4 reasons why it is a bad idea to represent yourself in a criminal case

People have the right to represent themselves in a court of law under the Sixth Amendment, but this may not be a good idea.

The American justice system was designed with the intent that a person must be proven guilty in a court of law, rather than by public opinion. Under the guidance of the Sixth Amendment, Cornell University Law School's Legal Information Institute points out that people do have the right to act as their own legal counsel or they can hire a qualified attorney. For people in Iowa, it can be tempting to just handle their own defense but that can be a bad idea.

1. The system is a complicated one

Aside from the trial itself or the negotiations for a plea bargain, navigating the court system is complicated. Iowa courts are strict about when certain documents need to be filed and if people miss the deadline, it could jeopardize the outcome of their case. For example, they only have so many days to submit pretrial motions for the purpose of suppressing evidence or submitting evidence in their defense.

An attorney understands these rules and has a supporting staff to make sure that all necessary filings are made to the court in a timely manner. An attorney can also help people understand what to expect in the criminal process.

2. Lack of experience/knowledge

If people need a surgical procedure done, they understand the importance of finding a qualified surgeon with experience in performing this type of operation. The same is true for people who are facing a criminal charge. The American Bar Association points out that attorneys spend years gathering knowledge about the criminal system. They know the rules that apply to these cases, including when formal charges must be filed, how evidence is to be collected and what type of evidence to look for.

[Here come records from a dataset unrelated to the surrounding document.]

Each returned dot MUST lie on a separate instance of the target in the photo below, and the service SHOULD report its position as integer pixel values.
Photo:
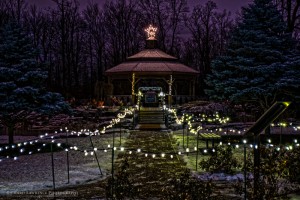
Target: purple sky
(232, 5)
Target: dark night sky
(232, 5)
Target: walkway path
(157, 163)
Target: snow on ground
(34, 172)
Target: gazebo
(151, 75)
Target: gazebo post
(132, 89)
(170, 82)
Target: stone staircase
(151, 118)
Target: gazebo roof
(151, 61)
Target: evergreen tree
(22, 80)
(256, 60)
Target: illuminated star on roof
(151, 32)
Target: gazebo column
(132, 89)
(194, 86)
(170, 82)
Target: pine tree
(256, 59)
(22, 80)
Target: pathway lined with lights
(154, 163)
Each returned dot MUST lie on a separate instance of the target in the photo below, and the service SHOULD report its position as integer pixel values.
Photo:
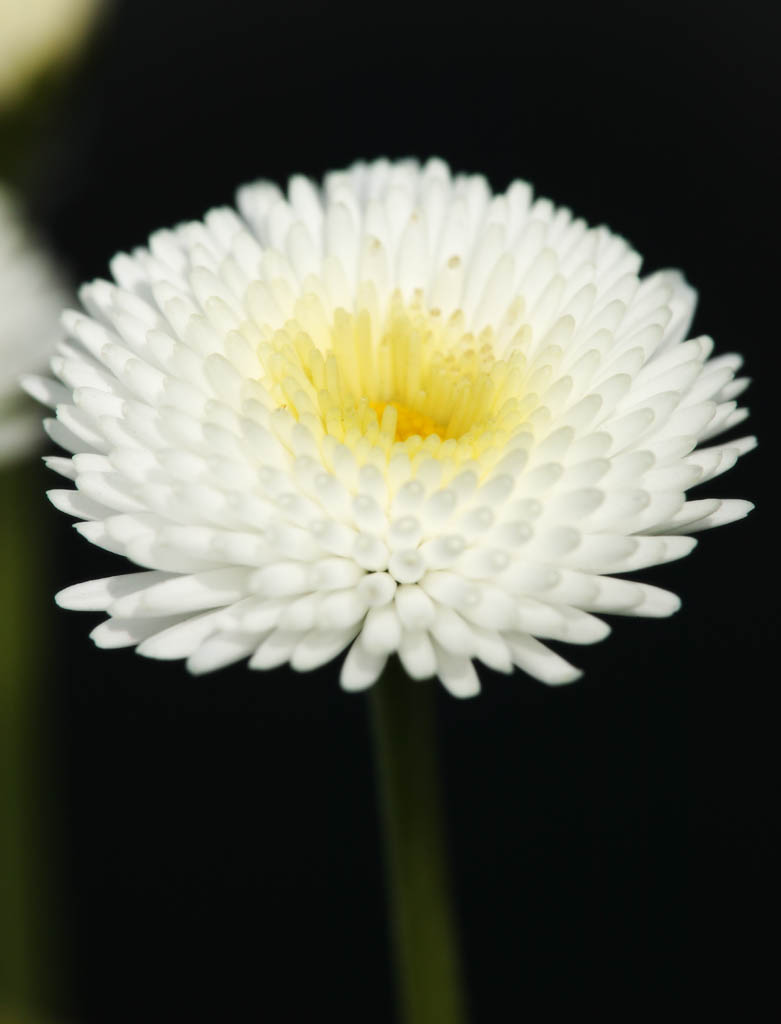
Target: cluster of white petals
(32, 297)
(35, 35)
(395, 414)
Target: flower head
(32, 297)
(395, 414)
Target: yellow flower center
(402, 382)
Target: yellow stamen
(396, 383)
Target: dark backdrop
(219, 835)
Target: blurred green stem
(20, 982)
(419, 891)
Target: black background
(611, 840)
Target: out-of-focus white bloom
(36, 34)
(395, 414)
(32, 298)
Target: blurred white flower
(32, 298)
(395, 414)
(35, 35)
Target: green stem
(20, 980)
(422, 918)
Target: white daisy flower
(35, 35)
(392, 414)
(32, 297)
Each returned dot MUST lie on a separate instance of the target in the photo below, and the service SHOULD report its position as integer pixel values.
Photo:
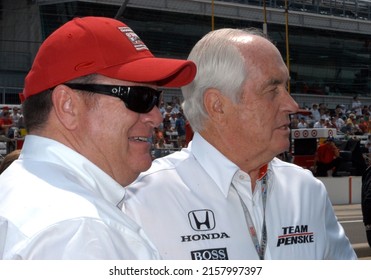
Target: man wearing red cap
(90, 105)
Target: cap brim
(163, 72)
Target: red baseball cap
(100, 45)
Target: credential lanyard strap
(259, 246)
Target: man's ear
(214, 103)
(65, 104)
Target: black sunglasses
(136, 98)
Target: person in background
(327, 158)
(227, 196)
(90, 106)
(366, 203)
(302, 123)
(5, 123)
(8, 159)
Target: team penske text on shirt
(295, 235)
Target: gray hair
(221, 66)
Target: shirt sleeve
(80, 239)
(338, 245)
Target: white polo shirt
(187, 207)
(55, 204)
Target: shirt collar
(96, 180)
(216, 165)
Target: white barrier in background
(343, 190)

Each year, attorneys also attend continuing legal education courses to learn new tactics and changes occurring in their practice area. This may concern how to deal with DNA evidence, negotiating for a reduction of charges or the problems with eyewitness testimony.

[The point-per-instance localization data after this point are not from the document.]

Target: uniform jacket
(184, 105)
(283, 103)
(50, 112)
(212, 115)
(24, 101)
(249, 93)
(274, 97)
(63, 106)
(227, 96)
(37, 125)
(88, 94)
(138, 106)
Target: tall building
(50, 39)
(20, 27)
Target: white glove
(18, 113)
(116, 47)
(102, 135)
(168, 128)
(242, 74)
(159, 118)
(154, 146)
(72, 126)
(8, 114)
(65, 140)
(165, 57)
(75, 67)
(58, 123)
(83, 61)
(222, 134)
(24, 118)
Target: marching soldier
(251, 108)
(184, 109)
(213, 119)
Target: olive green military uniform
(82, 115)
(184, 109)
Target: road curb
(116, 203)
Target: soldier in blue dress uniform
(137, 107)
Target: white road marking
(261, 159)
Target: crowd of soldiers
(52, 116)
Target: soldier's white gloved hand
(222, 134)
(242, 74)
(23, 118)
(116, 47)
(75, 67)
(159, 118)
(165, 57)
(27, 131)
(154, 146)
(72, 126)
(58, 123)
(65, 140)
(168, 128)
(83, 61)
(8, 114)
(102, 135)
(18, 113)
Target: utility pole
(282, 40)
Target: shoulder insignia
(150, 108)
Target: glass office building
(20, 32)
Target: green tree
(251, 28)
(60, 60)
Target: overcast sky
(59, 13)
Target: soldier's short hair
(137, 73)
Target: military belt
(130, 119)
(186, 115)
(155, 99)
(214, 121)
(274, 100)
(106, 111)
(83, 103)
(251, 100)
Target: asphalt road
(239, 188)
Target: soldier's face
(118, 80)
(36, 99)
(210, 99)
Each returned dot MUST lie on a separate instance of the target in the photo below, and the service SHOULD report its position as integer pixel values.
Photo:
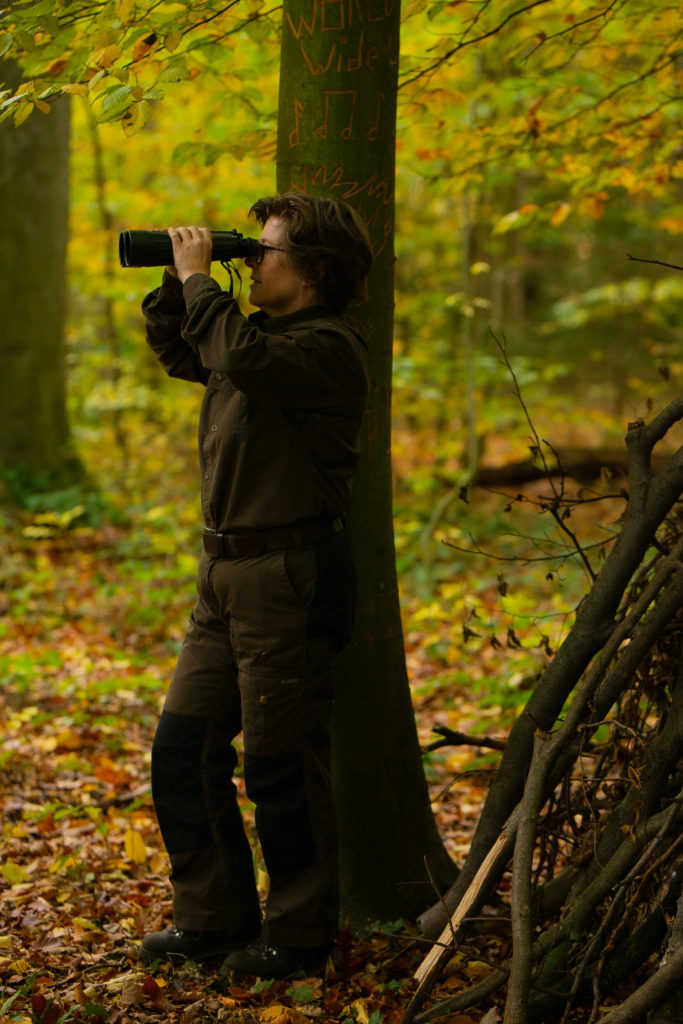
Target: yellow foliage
(135, 849)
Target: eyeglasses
(263, 249)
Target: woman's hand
(191, 251)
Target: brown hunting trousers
(258, 657)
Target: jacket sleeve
(312, 366)
(164, 310)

3. The courts cannot provide legal advice

The Iowa State Bar states that court staff and judges are prohibited from providing people any advice referring to their case. Clearly, this would violate the role of the judge, which is to act as a neutral third party that listens to both sides and then makes a ruling after reviewing the arguments and the evidence provided.

4. Emotional-based decisions

It is important for people to understand that the criminal court system is one that is based on logic and reasoning. To be able to represent themselves, they need to look at the case with an objective eye, examining the strength of the evidence against them and analyzing the best strategy to follow. However, most people are too emotionally connected since they are the ones on trial.

An attorney has the skills to help people see the long-term picture and choose options that will give them the best possible solution to their situation. When people in Iowa find themselves the target of a criminal investigation, they may find it helpful to meet with an attorney.